March 6, 2012
Milwaukee Courier

 

HIV-AIDS: A Growing Epidemic Among Women

Senator Lena C. Taylor

As other diseases and global crises have come into the spotlight, HIV-AIDS has taken a back seat. The center for disease control estimates that 1.2 million people in the United States are living with HIV infection and 20% of these people are unaware of their infection. The CDC's director, Dr. Tom Frieden stated "Thirty years later, the sense of crisis has waned, but our resolve to end the epidemic simply cannot" (Womensenews.org). Another aspect of HIV that is being ignored is its incredible impact on women, especially among minorities.

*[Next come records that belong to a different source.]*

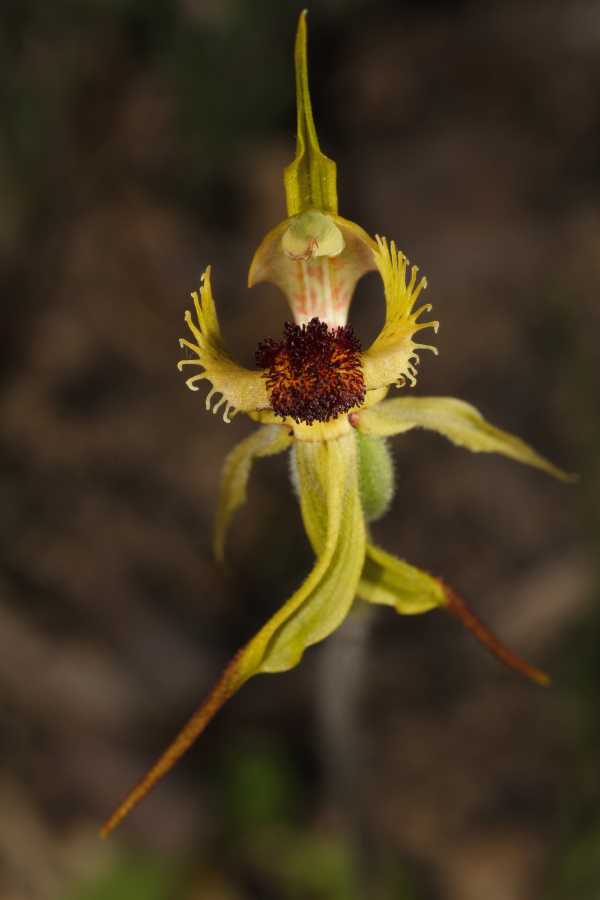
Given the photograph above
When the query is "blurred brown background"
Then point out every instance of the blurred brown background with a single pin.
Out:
(140, 141)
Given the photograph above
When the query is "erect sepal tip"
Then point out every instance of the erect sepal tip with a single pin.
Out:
(310, 180)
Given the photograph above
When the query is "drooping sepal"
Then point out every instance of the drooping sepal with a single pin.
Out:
(310, 180)
(240, 388)
(458, 421)
(390, 581)
(375, 475)
(267, 440)
(317, 282)
(329, 496)
(394, 355)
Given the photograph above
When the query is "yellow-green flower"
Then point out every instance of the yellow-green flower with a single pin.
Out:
(317, 394)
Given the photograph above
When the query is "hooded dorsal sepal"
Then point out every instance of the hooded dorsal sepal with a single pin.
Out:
(310, 180)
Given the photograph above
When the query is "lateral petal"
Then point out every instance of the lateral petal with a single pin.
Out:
(392, 582)
(240, 388)
(327, 477)
(458, 421)
(265, 441)
(319, 285)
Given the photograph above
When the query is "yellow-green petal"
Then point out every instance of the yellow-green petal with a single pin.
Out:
(327, 479)
(265, 441)
(390, 581)
(460, 422)
(240, 388)
(394, 355)
(310, 180)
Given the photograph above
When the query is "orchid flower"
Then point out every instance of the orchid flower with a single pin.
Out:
(317, 394)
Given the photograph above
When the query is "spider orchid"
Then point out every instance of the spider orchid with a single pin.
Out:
(318, 394)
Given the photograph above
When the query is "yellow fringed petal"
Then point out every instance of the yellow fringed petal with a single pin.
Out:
(394, 355)
(460, 422)
(266, 441)
(240, 388)
(327, 478)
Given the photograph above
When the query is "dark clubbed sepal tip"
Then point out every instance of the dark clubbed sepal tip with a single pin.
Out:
(459, 609)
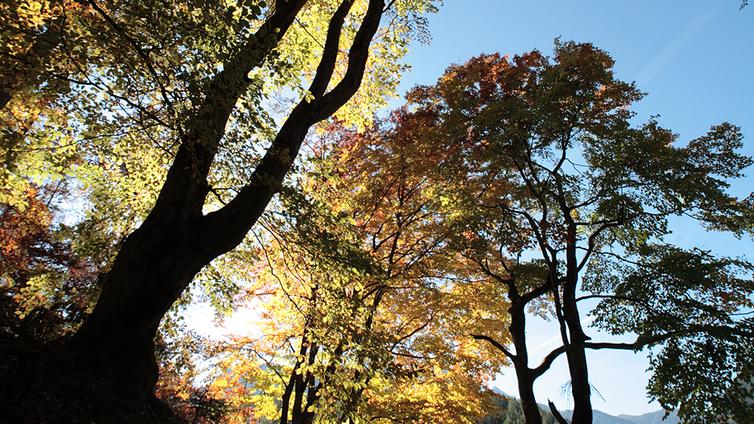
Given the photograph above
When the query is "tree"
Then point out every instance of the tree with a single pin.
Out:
(547, 145)
(360, 322)
(188, 84)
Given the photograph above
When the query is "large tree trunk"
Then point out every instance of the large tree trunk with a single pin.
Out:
(158, 261)
(575, 346)
(150, 272)
(525, 376)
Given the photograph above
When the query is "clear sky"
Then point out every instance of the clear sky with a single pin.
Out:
(695, 58)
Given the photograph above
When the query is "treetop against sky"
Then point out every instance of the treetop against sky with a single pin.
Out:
(692, 58)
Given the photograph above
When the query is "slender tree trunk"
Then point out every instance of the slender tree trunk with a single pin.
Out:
(575, 349)
(159, 260)
(524, 375)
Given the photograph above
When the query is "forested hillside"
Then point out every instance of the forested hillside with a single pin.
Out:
(175, 165)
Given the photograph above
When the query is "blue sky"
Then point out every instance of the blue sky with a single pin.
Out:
(694, 58)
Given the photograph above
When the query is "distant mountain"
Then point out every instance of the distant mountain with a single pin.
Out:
(599, 416)
(649, 418)
(652, 418)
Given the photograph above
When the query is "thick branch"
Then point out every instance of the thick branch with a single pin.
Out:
(495, 343)
(228, 226)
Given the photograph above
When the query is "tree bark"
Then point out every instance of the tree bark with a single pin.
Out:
(576, 345)
(158, 261)
(525, 376)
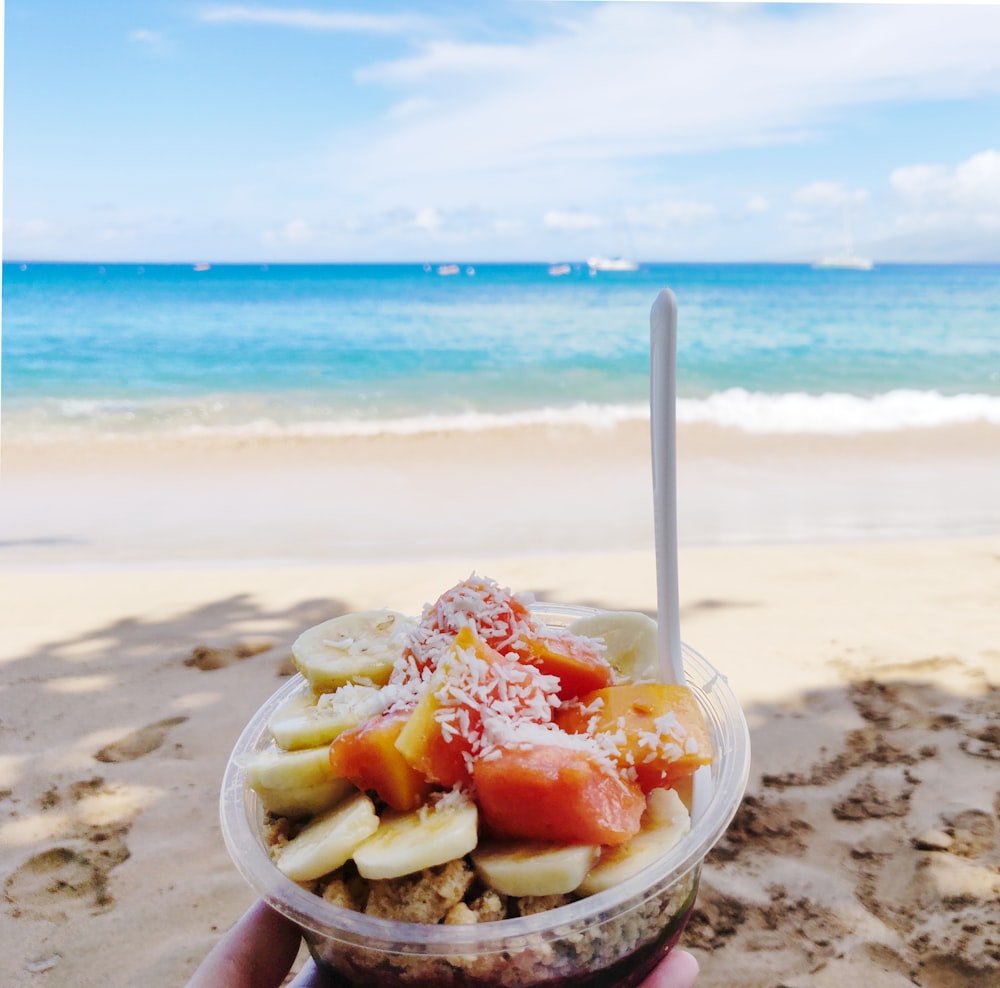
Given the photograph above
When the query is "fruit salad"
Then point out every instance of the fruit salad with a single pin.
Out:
(476, 758)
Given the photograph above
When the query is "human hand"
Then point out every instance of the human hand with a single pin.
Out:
(259, 951)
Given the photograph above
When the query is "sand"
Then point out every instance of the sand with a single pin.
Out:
(149, 595)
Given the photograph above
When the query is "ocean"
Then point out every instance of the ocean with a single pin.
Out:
(102, 351)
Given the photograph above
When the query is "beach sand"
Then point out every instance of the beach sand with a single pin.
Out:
(850, 589)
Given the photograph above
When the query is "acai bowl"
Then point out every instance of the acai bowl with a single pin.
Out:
(611, 930)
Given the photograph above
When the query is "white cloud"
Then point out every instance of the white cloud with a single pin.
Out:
(973, 183)
(833, 195)
(666, 215)
(938, 196)
(313, 20)
(555, 219)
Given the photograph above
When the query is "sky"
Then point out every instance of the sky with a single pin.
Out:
(188, 130)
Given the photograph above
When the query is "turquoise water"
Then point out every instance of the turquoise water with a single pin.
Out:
(343, 349)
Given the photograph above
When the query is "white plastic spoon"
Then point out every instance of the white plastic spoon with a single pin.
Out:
(663, 431)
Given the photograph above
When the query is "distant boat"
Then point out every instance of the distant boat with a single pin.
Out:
(845, 262)
(611, 264)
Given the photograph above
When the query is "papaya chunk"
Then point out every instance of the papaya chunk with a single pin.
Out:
(658, 729)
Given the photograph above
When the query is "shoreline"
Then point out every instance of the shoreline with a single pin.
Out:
(516, 492)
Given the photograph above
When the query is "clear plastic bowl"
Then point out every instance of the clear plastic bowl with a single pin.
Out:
(614, 938)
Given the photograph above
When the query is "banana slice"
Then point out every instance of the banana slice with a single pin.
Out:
(274, 769)
(409, 842)
(329, 840)
(664, 823)
(304, 801)
(534, 868)
(302, 721)
(360, 647)
(629, 638)
(295, 783)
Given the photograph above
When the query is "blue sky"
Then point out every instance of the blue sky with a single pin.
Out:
(319, 131)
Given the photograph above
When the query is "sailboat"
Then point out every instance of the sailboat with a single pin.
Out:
(617, 262)
(611, 264)
(847, 260)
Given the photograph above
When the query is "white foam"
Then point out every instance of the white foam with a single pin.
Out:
(832, 413)
(754, 412)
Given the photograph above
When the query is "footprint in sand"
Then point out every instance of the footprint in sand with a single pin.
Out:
(67, 880)
(207, 658)
(138, 743)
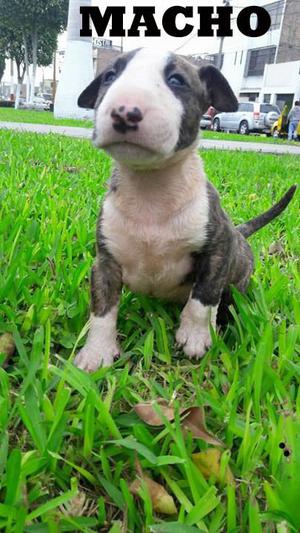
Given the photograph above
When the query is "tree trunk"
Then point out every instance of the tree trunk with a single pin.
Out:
(19, 85)
(77, 71)
(27, 69)
(34, 64)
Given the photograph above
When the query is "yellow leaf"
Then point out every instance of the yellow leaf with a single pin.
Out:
(162, 502)
(7, 345)
(209, 464)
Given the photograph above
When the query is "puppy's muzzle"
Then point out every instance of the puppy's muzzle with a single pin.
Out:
(126, 119)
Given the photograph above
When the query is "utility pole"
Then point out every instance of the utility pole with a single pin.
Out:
(219, 59)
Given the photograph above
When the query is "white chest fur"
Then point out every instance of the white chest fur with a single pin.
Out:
(153, 242)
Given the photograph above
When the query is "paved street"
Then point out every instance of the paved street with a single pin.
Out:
(209, 144)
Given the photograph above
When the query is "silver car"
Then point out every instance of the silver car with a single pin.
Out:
(250, 117)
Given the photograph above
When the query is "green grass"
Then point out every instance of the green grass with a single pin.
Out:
(39, 117)
(223, 136)
(66, 461)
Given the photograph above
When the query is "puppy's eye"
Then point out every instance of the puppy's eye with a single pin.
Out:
(110, 76)
(176, 80)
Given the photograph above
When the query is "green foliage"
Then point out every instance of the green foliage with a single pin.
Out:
(69, 440)
(2, 62)
(23, 21)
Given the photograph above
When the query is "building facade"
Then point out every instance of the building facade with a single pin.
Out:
(250, 64)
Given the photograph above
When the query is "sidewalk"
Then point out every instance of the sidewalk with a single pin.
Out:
(207, 144)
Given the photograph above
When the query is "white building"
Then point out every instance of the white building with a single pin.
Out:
(254, 66)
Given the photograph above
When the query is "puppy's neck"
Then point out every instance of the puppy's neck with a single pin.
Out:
(159, 194)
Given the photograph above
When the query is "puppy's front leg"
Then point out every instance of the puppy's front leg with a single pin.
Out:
(202, 307)
(101, 345)
(194, 333)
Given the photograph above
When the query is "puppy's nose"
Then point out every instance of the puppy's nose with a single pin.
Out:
(125, 119)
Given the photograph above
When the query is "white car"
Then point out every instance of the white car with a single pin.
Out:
(38, 103)
(250, 117)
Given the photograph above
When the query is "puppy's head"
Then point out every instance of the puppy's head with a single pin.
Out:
(148, 105)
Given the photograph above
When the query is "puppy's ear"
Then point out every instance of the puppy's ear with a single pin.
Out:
(89, 96)
(219, 91)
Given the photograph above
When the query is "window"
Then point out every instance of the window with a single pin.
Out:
(267, 108)
(213, 58)
(245, 107)
(267, 98)
(257, 59)
(275, 11)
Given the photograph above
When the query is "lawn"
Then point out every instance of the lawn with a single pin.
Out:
(71, 444)
(223, 136)
(39, 117)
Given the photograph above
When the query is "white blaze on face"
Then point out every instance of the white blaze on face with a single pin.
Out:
(141, 85)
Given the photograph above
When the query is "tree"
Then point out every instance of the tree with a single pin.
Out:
(31, 20)
(77, 70)
(2, 63)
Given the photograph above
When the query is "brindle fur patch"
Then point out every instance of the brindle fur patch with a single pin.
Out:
(106, 278)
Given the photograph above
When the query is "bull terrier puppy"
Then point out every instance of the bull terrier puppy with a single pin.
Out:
(161, 230)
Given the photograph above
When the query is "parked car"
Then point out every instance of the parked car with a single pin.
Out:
(206, 119)
(205, 122)
(250, 117)
(39, 103)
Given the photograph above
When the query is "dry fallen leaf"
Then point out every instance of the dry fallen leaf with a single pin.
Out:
(193, 419)
(209, 463)
(147, 413)
(162, 501)
(7, 345)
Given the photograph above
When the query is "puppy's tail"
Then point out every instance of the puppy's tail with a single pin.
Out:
(250, 227)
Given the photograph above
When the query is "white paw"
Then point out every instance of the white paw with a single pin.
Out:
(194, 340)
(90, 358)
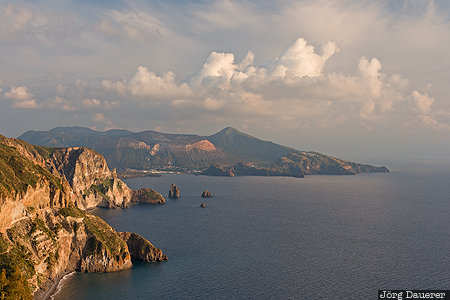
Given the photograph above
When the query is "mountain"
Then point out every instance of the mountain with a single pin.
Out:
(45, 231)
(226, 150)
(128, 150)
(248, 148)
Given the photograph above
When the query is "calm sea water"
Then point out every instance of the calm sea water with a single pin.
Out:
(322, 237)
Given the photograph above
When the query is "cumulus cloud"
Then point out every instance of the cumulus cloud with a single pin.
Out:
(59, 103)
(293, 87)
(301, 60)
(22, 98)
(148, 84)
(422, 102)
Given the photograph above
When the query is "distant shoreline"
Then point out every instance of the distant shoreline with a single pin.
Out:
(51, 287)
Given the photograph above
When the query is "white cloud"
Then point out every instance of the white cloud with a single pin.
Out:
(301, 60)
(22, 98)
(294, 86)
(423, 102)
(58, 103)
(148, 84)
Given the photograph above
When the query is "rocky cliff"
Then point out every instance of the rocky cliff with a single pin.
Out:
(297, 164)
(44, 229)
(186, 152)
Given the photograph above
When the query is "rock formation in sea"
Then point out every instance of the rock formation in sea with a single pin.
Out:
(174, 192)
(44, 230)
(206, 194)
(141, 249)
(147, 196)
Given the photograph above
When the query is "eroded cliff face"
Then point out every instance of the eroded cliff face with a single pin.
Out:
(90, 178)
(43, 231)
(54, 242)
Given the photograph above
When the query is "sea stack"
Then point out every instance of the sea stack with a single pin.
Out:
(206, 194)
(174, 192)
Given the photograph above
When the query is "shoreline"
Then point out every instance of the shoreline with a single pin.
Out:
(51, 288)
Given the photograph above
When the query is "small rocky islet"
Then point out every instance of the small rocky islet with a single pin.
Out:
(45, 228)
(174, 192)
(206, 194)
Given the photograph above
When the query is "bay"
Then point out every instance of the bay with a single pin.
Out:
(321, 237)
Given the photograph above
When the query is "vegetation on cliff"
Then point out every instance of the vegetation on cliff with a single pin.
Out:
(147, 196)
(43, 231)
(154, 150)
(17, 173)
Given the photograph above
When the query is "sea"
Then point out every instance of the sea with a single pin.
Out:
(320, 237)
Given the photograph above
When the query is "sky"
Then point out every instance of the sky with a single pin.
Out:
(365, 80)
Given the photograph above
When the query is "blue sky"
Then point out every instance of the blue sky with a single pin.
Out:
(365, 78)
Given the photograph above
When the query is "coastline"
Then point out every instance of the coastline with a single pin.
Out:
(51, 287)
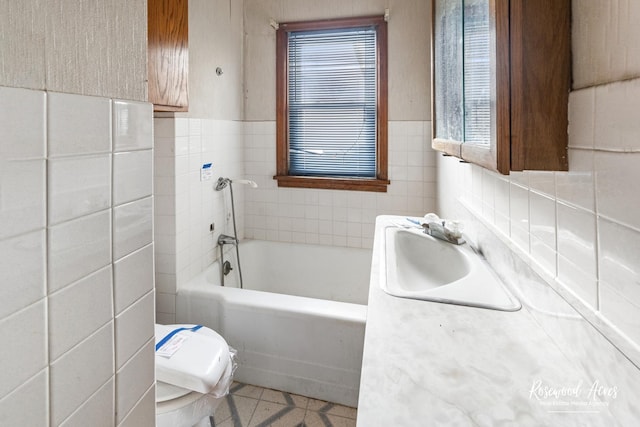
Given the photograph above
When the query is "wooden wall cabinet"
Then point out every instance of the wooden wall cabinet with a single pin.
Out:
(501, 76)
(168, 54)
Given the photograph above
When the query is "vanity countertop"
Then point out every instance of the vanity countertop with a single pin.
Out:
(433, 364)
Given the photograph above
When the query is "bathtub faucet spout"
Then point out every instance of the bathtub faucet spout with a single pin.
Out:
(224, 239)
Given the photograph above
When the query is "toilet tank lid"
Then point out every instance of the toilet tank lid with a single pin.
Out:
(198, 358)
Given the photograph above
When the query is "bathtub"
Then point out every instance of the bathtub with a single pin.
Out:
(298, 324)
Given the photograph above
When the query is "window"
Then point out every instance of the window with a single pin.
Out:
(331, 92)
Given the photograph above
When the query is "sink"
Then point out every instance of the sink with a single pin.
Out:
(418, 266)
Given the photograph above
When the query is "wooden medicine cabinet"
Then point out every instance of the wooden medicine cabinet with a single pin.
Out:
(501, 76)
(168, 54)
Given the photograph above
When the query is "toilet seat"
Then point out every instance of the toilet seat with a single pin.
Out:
(200, 361)
(166, 392)
(193, 374)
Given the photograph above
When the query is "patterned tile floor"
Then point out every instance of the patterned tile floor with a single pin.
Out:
(251, 406)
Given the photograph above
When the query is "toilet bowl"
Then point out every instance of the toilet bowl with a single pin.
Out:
(194, 369)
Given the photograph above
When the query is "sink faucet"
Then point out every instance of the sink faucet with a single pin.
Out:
(449, 231)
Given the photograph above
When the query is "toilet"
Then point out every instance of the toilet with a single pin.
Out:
(194, 369)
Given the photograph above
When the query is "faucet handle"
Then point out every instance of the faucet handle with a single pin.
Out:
(454, 228)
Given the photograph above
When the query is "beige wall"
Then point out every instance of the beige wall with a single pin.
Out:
(409, 58)
(605, 47)
(215, 40)
(74, 46)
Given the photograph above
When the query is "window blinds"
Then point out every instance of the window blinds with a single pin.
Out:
(477, 73)
(332, 103)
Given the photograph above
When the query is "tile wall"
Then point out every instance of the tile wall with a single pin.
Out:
(579, 229)
(333, 217)
(185, 206)
(76, 256)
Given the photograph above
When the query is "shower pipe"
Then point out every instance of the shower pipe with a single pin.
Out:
(224, 239)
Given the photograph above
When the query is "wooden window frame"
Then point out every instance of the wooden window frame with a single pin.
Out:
(381, 181)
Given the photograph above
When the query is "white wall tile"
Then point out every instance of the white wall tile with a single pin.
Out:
(134, 328)
(502, 205)
(576, 187)
(616, 119)
(544, 255)
(577, 236)
(78, 124)
(144, 413)
(28, 404)
(80, 373)
(77, 248)
(22, 263)
(132, 227)
(22, 120)
(542, 182)
(619, 256)
(576, 251)
(24, 334)
(133, 277)
(132, 125)
(97, 411)
(543, 218)
(134, 379)
(78, 310)
(581, 118)
(70, 197)
(22, 196)
(617, 196)
(132, 176)
(519, 219)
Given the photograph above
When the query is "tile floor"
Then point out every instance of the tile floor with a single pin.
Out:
(251, 406)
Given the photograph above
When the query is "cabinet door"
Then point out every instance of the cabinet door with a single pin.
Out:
(501, 79)
(467, 79)
(168, 54)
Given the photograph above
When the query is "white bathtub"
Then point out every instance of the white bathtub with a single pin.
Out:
(298, 324)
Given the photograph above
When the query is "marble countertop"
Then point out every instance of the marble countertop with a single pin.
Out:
(432, 364)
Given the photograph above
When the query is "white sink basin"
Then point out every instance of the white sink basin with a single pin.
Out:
(416, 265)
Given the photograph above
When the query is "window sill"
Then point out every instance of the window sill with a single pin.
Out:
(376, 185)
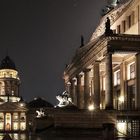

Women accounted for 23% of estimated new HIV infections in 2009 and 25% of those living with HIV infection in 2008 (Center for Disease Control). Most people associate the disease with the male homosexual population, but in fact women are the fastest growing group of people infected with HIV. In addition to the growing rate of women who are infected with HIV, women are also facing additional health complications from the disease that do not exist in men. Women are reported to experience a higher rate of liver problems, pneumonia, rashes, and yeast infections. Another main concern among women living with the disease is the likelihood that they will pass it on to their child if they become pregnant after they contract the disease. Pregnant women with HIV must be rigorous in taking antiretroviral drugs and checking in with their doctor to make sure no problems are occurring. For women without adequate access to medical care they may not be able to take the preemptive steps to protect their child.

Women of color are at an especially high risk of HIV due to many societal disparities they face. African American and Hispanic women often have lower incomes than that of white women and tend to have less access to adequate health insurance. African American women are 15 times more likely to contract the disease than white women and in fact HIV has become such an epidemic among African American women, that HIV is now the leading cause of death among African American women in the 25-34 age bracket (Womensenew.org).

Despite the statistics that show HIV and AIDS is running rampant among the female population, women only account for 17 percent of HIV-AIDS research subjects. HIV is a global epidemic that is increasingly infecting women here in the United States. We must put this issue front and center again in order to continue the fight to one day find a cure for this horrible disease.